Moaaz Manzoor
As Pakistan gears up to unveil the Federal Budget FY2025-26, discussions on its potential to initiate the long overdue tax reforms and bolster the country’s trade capacity continue to intensify, reports WealthPK.
With a fiscal deficit that continues to pressure macroeconomic stability and an industrial sector stifled by over-taxation and inefficiencies, the upcoming budget is seen not as a mere financial exercise but as a turning point in economic policy planning. Speaking to WealthPK, Namra Saleem, a researcher and economist at the Policy Research & Advisory Council (PRAC), emphasized the need for a broader and more efficient tax system. “For inclusive and sustainable growth, the federal budget must prioritize the broadening of tax base, cut in non-productive expenditures, and improvement in the spending efficiency,” she said.
According to her, rebalancing expenditure toward human capital development and small and medium-sized enterprises (SMEs) will be critical for Pakistan’s long-term economic resilience. Namra highlighted the new National Tariff Policy as a timely intervention, which seeks to streamline customs duties and gradually eliminate regulatory duties that distort trade incentives.
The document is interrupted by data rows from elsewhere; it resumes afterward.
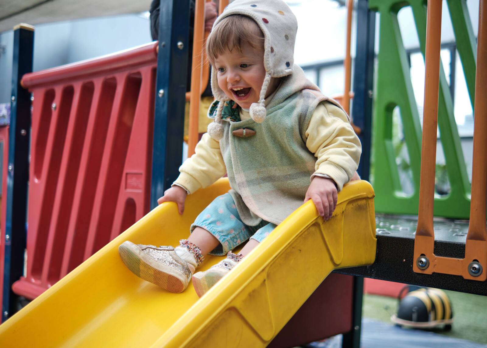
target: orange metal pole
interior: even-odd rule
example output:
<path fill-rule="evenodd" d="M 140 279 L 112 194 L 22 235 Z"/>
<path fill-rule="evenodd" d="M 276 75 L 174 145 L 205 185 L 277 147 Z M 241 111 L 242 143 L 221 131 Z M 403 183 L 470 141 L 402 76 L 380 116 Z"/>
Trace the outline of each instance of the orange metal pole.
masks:
<path fill-rule="evenodd" d="M 221 15 L 223 12 L 223 10 L 225 9 L 225 7 L 226 7 L 228 4 L 228 0 L 220 0 L 218 6 L 218 13 Z"/>
<path fill-rule="evenodd" d="M 438 0 L 430 0 L 428 2 L 421 173 L 416 236 L 434 235 L 433 205 L 438 127 L 441 6 L 442 1 Z"/>
<path fill-rule="evenodd" d="M 418 226 L 414 238 L 413 262 L 413 270 L 416 272 L 422 271 L 416 264 L 418 258 L 424 254 L 429 259 L 431 259 L 434 249 L 433 206 L 434 202 L 436 129 L 438 126 L 441 11 L 442 1 L 439 0 L 428 1 L 419 209 L 418 212 Z M 433 271 L 434 267 L 430 267 L 422 271 L 431 274 Z"/>
<path fill-rule="evenodd" d="M 475 105 L 473 113 L 473 161 L 470 225 L 467 239 L 487 240 L 487 1 L 480 0 L 477 43 Z M 486 270 L 487 271 L 487 270 Z"/>
<path fill-rule="evenodd" d="M 193 63 L 191 74 L 189 99 L 189 129 L 188 132 L 187 156 L 194 154 L 198 142 L 198 123 L 200 113 L 201 69 L 205 38 L 205 0 L 196 0 L 194 11 L 194 34 L 193 39 Z"/>
<path fill-rule="evenodd" d="M 354 0 L 348 0 L 347 3 L 347 44 L 345 47 L 345 92 L 342 99 L 341 106 L 350 114 L 350 74 L 352 58 L 350 57 L 350 46 L 352 41 L 352 14 L 354 9 Z M 319 81 L 318 81 L 319 82 Z"/>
“By reducing input tariffs, we can lower the anti-export bias and integrate more meaningfully into the global value chains,” she noted. However, she cautioned that this liberalization may expose industries like steel and automobiles, long sheltered by high tariffs, to an intense global competition. “A phased implementation, coupled with targeted support for affected sectors, will be vital to managing the transition risks,” she added. Dr. Ikramul Haq, a leading tax expert, echoed similar views, calling the existing tax structure “oppressive, lopsided, and counterproductive for economic growth.”
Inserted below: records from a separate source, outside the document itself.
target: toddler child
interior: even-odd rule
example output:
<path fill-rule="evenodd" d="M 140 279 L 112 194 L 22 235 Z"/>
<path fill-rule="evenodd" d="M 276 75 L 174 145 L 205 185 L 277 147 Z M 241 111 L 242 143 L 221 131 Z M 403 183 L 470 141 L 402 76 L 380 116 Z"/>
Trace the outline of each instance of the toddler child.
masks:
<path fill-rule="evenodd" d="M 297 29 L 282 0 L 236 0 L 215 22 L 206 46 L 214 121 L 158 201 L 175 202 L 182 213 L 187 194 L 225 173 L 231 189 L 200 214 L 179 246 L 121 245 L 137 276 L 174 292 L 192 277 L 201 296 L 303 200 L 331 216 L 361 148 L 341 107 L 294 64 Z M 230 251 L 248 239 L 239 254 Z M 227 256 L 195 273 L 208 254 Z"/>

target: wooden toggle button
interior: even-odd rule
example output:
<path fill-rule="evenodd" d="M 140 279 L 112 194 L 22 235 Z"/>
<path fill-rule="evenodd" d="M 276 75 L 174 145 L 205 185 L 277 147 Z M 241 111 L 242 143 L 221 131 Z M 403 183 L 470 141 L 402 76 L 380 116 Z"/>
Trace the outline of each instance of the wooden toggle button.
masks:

He pointed out that taxation in Pakistan has failed both its primary function of raising sustainable public revenue and its redistributive role. “We must re-engineer the tax system entirely. This means lowering corporate tax rates to 20%, implementing a flat 25% rate for non-corporate entities, and harmonizing sales tax on goods and services to no more than 10% — a model followed by competitive economies like Japan, Vietnam, and Singapore,” he proposed.
He argued that “regressive tax practices” combined with arbitrary import restrictions have eroded industrial competitiveness and disincentivized formal business growth. “Fixing revenue targets in isolation, without improving productivity or reducing the cost of doing business, is the real issue,” he stressed. According to Dr. Haq, taxation should be a catalyst for industrial expansion and employment generation and not a burden that deters innovation and risk-taking. He also emphasized the need for fiscal tools to direct economic behavior.
“Higher taxes on luxury goods and low-priority imports can free up resources for more productive sectors. This not only enhances public revenue but also redirects consumption and investment in a manner aligned with national priorities,” he stated. Dr. Haq further noted that without ensuring the security of life and property, even the most business-friendly tax policies will fall short of attracting serious investment.
The federal budget’s success will depend on striking a balance between structural reform and sectoral protection. By fostering industrial growth, rationalizing taxation, and boosting investment confidence, the government can shift from reactive fiscal patchwork to a proactive growth strategy. The real test lies in implementation and political consistency.